All of which has made the issuance of an RFQ -- in a typical city a matter of routine procedure -- into a political act, shaped by public and private pressures from constituents who see, or claim to see, the Mueller master plan as a dream, a starting point, or the gospel. Strict policy hygiene would call for an RFQ to elaborate the minimum you'll accept in a dance partner. The subsequent request for proposals (RFP), issued to the handful of most promising RFQ respondents, is where you go for the ideal.
According to the Roma team -- in particular Jim Musbach of Economic and Planning Systems, Inc., the Mueller project's lead economic advisor -- a Mueller master developer should score well on these five criteria, included in the draft RFQ:
° "Experience in developing large scale, publicly owned real estate assets." This should guarantee that teams advancing to the RFP stage are led only by the first-class national big-boy players.
° "Strong financial resources." Simply preparing the Mueller site for development may cost as much as $100 million in constant dollars, and the city would like to pay for as little of that as possible. They also want to know that a developer can hang with this project for a couple of decades, though with an economy like this one, producing such evidence may be a tall order.
° "Development experience associated with the specific land uses programmed for the site." That would include most every kind of use -- residential, office, retail, mixed-use town center -- and since few developers have such eclectic bases, the eventual master developer will almost surely be a joint venture of single-use specialists.
° "Demonstrated understanding of the project, City vision, goals, and key issues." That presumes the city understands its own project, etc., which hasn't been a given over the last three months.

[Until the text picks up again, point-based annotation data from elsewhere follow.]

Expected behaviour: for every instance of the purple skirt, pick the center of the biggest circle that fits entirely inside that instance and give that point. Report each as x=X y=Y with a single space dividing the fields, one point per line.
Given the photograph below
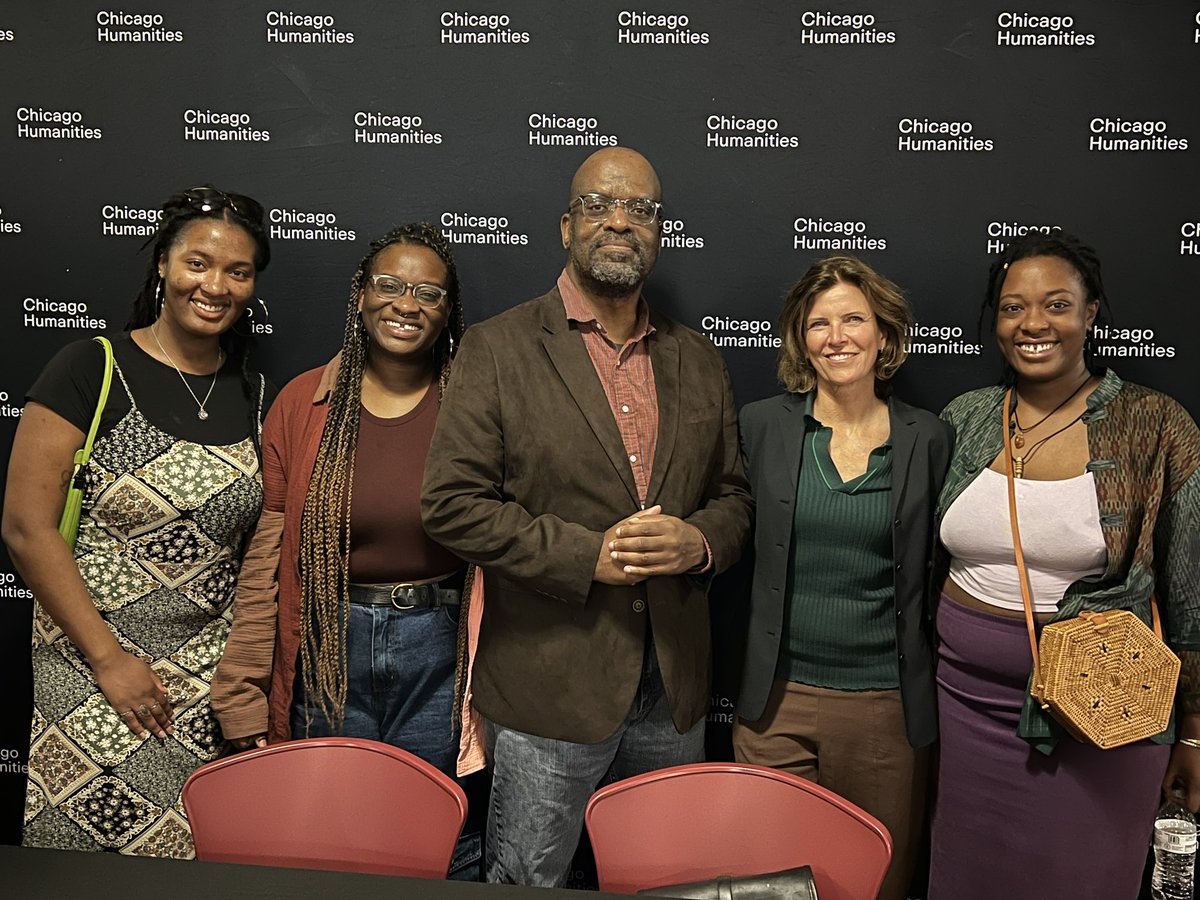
x=1008 y=821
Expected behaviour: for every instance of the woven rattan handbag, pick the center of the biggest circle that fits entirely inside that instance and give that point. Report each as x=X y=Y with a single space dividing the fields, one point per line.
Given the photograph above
x=1104 y=676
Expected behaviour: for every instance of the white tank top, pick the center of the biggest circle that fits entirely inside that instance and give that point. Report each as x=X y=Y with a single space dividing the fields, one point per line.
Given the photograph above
x=1060 y=534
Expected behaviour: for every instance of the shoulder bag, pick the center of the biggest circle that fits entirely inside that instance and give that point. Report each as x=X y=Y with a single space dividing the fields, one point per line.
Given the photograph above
x=1104 y=676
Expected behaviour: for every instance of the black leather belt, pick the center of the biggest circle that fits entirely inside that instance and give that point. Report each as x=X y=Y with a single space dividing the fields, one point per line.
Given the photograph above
x=406 y=595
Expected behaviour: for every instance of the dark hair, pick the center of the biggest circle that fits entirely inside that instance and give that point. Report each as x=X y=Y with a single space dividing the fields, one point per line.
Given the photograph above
x=1059 y=244
x=325 y=525
x=179 y=210
x=887 y=303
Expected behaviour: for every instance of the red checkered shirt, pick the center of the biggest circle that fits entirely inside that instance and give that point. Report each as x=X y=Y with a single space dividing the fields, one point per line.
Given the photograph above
x=627 y=377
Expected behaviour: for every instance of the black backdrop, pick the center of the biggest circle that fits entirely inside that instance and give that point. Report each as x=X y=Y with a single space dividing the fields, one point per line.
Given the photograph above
x=919 y=138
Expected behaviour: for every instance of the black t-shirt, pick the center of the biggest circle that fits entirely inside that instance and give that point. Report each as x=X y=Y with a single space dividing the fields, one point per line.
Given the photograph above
x=70 y=387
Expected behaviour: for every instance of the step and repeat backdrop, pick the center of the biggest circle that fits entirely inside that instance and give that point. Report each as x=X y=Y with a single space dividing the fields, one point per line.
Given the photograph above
x=921 y=138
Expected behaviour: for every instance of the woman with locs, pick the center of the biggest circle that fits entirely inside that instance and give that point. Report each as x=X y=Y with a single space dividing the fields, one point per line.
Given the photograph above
x=347 y=615
x=129 y=628
x=838 y=683
x=1108 y=497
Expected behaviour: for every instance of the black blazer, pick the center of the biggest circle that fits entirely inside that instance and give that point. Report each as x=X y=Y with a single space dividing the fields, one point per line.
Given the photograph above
x=772 y=436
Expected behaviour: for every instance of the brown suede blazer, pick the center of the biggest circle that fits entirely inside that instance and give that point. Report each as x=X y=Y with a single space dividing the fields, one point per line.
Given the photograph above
x=525 y=474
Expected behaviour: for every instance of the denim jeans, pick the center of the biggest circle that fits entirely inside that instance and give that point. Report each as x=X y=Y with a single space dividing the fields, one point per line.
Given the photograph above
x=400 y=670
x=540 y=786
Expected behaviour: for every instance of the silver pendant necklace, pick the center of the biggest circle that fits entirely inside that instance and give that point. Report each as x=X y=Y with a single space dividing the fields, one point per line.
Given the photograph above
x=203 y=413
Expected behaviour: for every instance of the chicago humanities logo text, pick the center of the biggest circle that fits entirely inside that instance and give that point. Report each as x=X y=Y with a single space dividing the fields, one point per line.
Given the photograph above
x=738 y=333
x=234 y=126
x=552 y=130
x=1147 y=135
x=133 y=28
x=388 y=129
x=471 y=28
x=299 y=225
x=1188 y=247
x=467 y=228
x=940 y=341
x=828 y=234
x=951 y=137
x=7 y=226
x=285 y=27
x=11 y=591
x=1027 y=29
x=1000 y=233
x=119 y=221
x=657 y=28
x=736 y=132
x=1109 y=341
x=675 y=237
x=43 y=312
x=54 y=125
x=7 y=411
x=841 y=28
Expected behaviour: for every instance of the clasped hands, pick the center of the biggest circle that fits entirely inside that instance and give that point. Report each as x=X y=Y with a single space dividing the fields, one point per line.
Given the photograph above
x=646 y=544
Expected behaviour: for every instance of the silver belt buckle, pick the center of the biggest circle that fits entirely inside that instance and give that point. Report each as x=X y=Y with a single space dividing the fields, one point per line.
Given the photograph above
x=408 y=587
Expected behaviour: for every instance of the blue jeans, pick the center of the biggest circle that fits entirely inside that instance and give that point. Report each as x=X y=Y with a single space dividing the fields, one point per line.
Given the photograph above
x=400 y=670
x=540 y=786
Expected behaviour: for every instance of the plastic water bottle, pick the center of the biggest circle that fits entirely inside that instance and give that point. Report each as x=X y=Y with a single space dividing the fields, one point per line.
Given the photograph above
x=1175 y=852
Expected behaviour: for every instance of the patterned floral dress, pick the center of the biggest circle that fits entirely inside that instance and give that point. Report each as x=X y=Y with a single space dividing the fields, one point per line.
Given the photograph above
x=160 y=540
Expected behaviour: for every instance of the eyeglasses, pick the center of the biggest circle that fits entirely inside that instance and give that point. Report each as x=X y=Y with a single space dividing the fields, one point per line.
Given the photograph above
x=393 y=288
x=597 y=208
x=209 y=199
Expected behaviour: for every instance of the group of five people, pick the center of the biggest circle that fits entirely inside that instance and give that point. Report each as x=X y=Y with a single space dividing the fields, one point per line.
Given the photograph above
x=514 y=529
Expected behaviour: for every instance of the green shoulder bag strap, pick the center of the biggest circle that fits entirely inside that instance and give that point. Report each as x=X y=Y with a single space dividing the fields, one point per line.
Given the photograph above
x=69 y=525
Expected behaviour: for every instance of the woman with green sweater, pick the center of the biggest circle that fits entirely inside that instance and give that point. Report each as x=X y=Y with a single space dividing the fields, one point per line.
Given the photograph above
x=838 y=683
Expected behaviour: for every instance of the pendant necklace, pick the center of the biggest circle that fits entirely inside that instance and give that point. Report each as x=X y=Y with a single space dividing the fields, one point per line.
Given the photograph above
x=1020 y=432
x=203 y=413
x=1019 y=461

But the RFQ notes that a "clear community vision has emerged for the RMMA site," and goes on to reference "the City's vision of a compact pedestrian-oriented mixed-use district, integrated with surrounding neighborhoods."
° "Ability to provide specified master developer tasks." These include pulling permits, marketing the New Mueller, doing demolition, building the backbone infrastructure, and developing the parcels themselves, or making them available to third-party developers.
That's all simple enough; the real magillah, not yet established, is how the city intends to score respondents on these criteria. Naturally, the Mueller Commission, not to mention Council Member Beverly Griffith and her partisans, will be casting eagle eyes to make sure that the team that includes Stratus Properties, which has already announced its intent to respond to the RFQ, doesn't get scored in some way that fails the smell test. "Even if it's not true," says Mueller Commission chair Jim Walker, "the appearance of a back-room deal is the last thing the council should want."
So far, the Mueller Commission has done its job -- to insert, in some still-not-all-that-defined manner, community oversight and input into this process -- without too many theatrics. Commission members would, ultimately, like the city to be a little more finicky, structuring the RFQ to ferret out developers with track records in affordable housing, open space creation, and other New Mueller social goals not typically rewarded by the market.
Indeed, the commission has grappled with how, if at all, to privilege master-developer aspirants who can improve upon the community-goal targets called for in the RMMA plans. The RFQ notes, or concedes, that one of the jobs of a master developer will be to "refine the plan and development program," but Mueller advocates want to make sure that we get a developer who'll refine the project in the public interest. That may be too much to extract out of the dozen or two first-round respondents with an RFQ, but short-listed candidates for an RFP -- and certainly the team the city sits down to negotiate with after the RFP -- should feel public pressure to do more than make money off of this huge city asset.